Does simply connected implies locally pathwise-connected? I am currently studying a little bit of covering spaces theory and I have a question. 
Does simply connected implies locally pathwise-connected? I ask this because the lifting criterion states that a continuous map $f:Y\to X$, where $Y$ is connected and locally pathwise connected, exists iff $f_*(\pi_1(Y,y_0))\subset p_*(\pi_1(E,e_0))$. Now, I am trying to figure out why if $Y$ is simply connected this criterion holds. I was told that I have to prove that simply connected implies locally pathwise connected.
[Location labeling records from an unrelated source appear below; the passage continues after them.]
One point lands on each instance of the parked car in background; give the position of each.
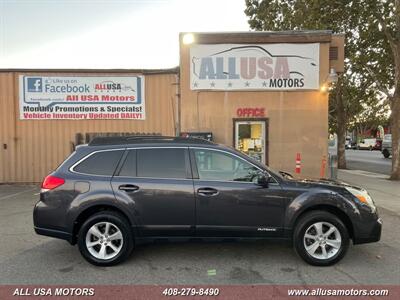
(368, 144)
(348, 143)
(114, 193)
(387, 145)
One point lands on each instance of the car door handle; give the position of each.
(207, 191)
(128, 188)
I thought that this was trivial, since a simply connected space is pathwise connected I thought that this was locally true. 
So what I am asking is:

*

*Using the lifting criterion, why if $Y$ is simply connected, the lifting exists?
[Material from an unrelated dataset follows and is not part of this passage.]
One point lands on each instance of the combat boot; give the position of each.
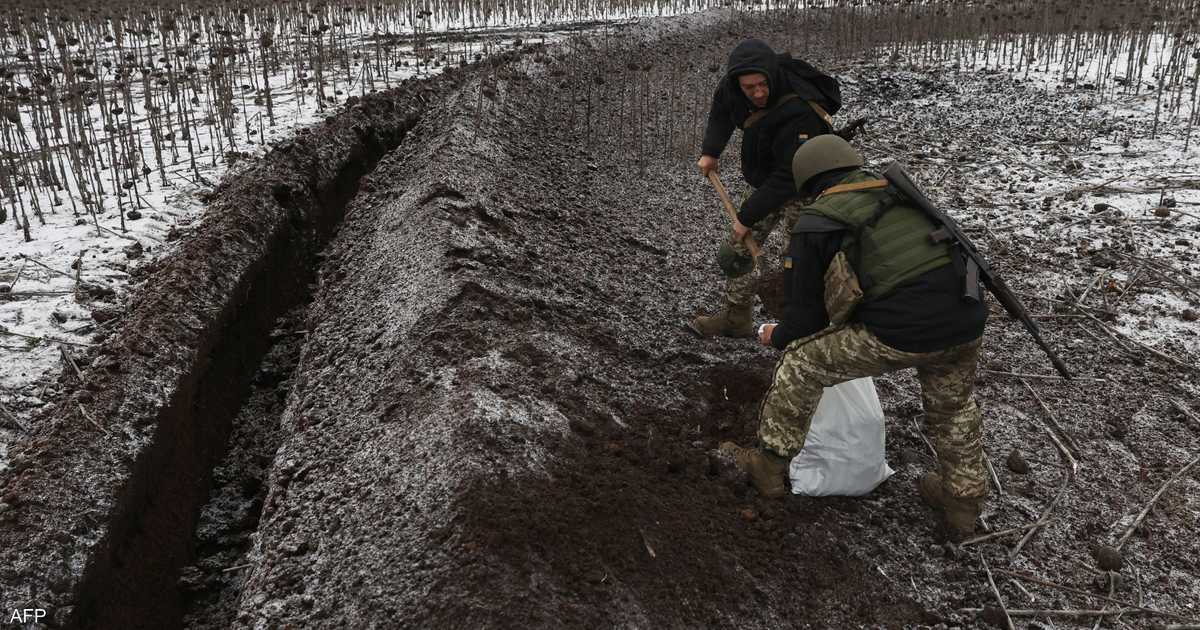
(960, 514)
(767, 471)
(733, 321)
*Does simply connected implies locally pathwise connected? And if it does, do you have a proof?

Also, since English is not my native language, I read both the terms locally path connected and locally pathwise connected, do these terms have the same definition or do they refers to different concepts?
Thank you for the help :)
 A: 

*

*Using the lifting criterion, why if $Y$ is simply connected, the lifting exists?


This should be understood as "if $Y$ is additionally simply connected (to being locally path connected) then the lifting always exists". And that's because $\pi_1(Y)$ is trivial and thus $f_*(\pi_1(Y))\subseteq p_*(\pi_1(E))$ is always trivially satisfied.
Otherwise it is not necessarily true.



*Does simply connected implies locally pathwise connected? And if it does, do you have a proof?
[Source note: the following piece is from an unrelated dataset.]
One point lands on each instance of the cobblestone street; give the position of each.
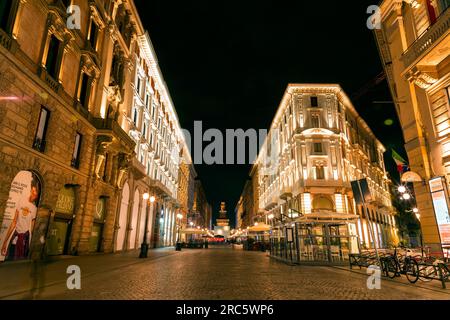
(216, 273)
No, it doesn't. Take $A=\{\frac{1}{n}\ |\ n\in\mathbb{N}\}\cup\{0\}$ and then define $X=(A\times [0,1])\cup([0,1]\times \{0\})$. Also known as the comb space. Note that $X$ is not only simply connected, but even contractible. However it is not locally path connected.

Also, since English is not my native language, I read both the terms locally path connected and locally pathwise connected, do these terms have the same definition or do they refers to different concepts?

These are the same things. And it means that for every point $x\in X$ and every open neighbourhood $U$ of $x$ there is a path connected open neighbourhood $V$ of $x$ such that $V\subseteq U$.